The risk of today’s genetic genealogy tests is that they tend to divide people into groups, whereas the real message that emerges from genealogy is one of connections. For centuries, scientists have tried to sort people into biological categories. In the 18th and 19th centuries, they pounced on the idea of race and used it to formulate hypotheses about human differences that had disastrous social consequences. In the 20th century, scientists began to explore the greater complexities of our biological histories, which are impossible to capture in a word as simple-minded as “race.” If genetic genealogy tests explored and explained these complexities, I’d have no problem with them. But most of today’s tests hark back to the bad old days of racial science.
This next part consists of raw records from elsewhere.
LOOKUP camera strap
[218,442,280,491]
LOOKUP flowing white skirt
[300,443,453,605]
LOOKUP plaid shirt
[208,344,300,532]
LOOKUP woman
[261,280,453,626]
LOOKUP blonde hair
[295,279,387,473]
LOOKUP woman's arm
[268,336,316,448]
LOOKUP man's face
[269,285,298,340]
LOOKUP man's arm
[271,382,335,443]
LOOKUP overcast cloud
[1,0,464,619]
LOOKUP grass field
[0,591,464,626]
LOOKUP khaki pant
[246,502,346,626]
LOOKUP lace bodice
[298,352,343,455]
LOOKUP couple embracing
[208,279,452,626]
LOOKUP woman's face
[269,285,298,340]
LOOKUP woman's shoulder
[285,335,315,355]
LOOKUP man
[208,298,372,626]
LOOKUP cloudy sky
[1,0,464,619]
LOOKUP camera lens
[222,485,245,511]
People may like to think that they’re descended from some ancient group while other people are not. But human ancestry doesn’t work that way, since we all share the same ancestors just a few millenniums ago. As that idea becomes more widely accepted, arguments over who’s descended from Jesus won’t result in lawsuits. And maybe, just maybe, people will have one less reason to feel animosity toward other branches of the human family.